Martin Dillon's The Shankilll Butchers.Recommended reading by the guy who took us around the political wall murals in the Falls Road +Shankill in Belfast a fortnight or so ago.Not my usual sort or read but certanly puts the spotlight on the depravity of sectarian violence in Belfast back in the 70's.
Thanks to 'Tangled Up In Blue' for this one.

Ray Canham - The Mitchley Waltz

This is the second of Ray Canham’s books that I’ve read, his first being a wonderful collection of short stories and articles, ‘Even Unicorns Die’.

This book is a very moving coalescence of personal and social history that Ray has weaved from his late mother’s diaries following her death in 2018. It provides a revealing insight into life as an in-patient in the fledgling NHS of the mid to late 1950s and how a determined young woman, Iris Edgar, was able to rescue her ambitions to become a dance teacher despite the debilitating effects of ‘TB’ (tuberculosis) which had left her with one functioning lung.
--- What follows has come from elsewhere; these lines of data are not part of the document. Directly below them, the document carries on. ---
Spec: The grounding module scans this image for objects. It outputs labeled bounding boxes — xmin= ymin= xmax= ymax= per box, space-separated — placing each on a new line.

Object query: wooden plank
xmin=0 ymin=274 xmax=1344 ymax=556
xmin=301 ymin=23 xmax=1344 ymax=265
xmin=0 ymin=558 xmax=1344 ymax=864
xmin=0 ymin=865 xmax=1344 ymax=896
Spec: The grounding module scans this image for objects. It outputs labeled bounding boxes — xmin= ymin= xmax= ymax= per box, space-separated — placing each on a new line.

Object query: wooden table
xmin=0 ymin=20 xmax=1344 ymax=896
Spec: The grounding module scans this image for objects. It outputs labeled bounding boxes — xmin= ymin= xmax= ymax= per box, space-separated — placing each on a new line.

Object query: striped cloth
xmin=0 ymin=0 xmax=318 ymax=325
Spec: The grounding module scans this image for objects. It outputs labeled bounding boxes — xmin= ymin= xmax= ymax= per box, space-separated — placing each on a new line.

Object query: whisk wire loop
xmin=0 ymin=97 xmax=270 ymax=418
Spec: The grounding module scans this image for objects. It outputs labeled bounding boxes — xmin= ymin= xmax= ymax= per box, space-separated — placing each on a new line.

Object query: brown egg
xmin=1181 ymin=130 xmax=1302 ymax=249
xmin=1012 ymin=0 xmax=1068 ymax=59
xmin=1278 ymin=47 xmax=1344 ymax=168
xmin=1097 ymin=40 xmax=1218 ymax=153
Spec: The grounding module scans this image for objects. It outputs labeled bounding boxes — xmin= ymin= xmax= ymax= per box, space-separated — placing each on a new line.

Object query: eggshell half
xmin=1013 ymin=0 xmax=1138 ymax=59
The ‘Mitchley Waltz’ of the title is a reference to the collaboration between Ray’s mother, Iris, and his father Don (before they became a couple), whilst they were “developing their very own dance” after having met at the Mitchley Road Mission Halls in Tottenham in 1958, following Iris’ discharge from hospital. Iris and Don were part of the Tottenham branch of the Civil Defence Corps. (a civilian volunteer organisation established in the UK in 1949 to mobilise and take local control of the affected area in the aftermath of a major national emergency, such as a nuclear attack) which met for its socials at the Mission Halls. Iris’ diary entries for this pivotal year of 1958 in her life chart the developing relationship and note her efforts to preserve her independence (“I find I have to well and truly steel myself against softening towards Don”) whilst her love for him develops.

Ray Canham explains in the book’s introduction how reading his mother’s diaries (from the late 1950s) helped him to understand her in a way that he never managed to whilst she was alive. Iris’ diary entries certainly evoked memories of very different times though our generation was born just a few years later. I found myself thinking back to my own parents and their times (made even more poignant by the brief appearance of a couple with their names at a guest house where Iris was convalescing after her first stay in hospital in 1956) and I felt an association with Iris’ persona through memories of my mother’s own determined efforts to manage the effects of physical disability and retain her independence for as long as she could. When books hit you on an emotional level, you just know they’re going to stay with you for a while after. Thank you once again, Ray, for hitting me where it matters.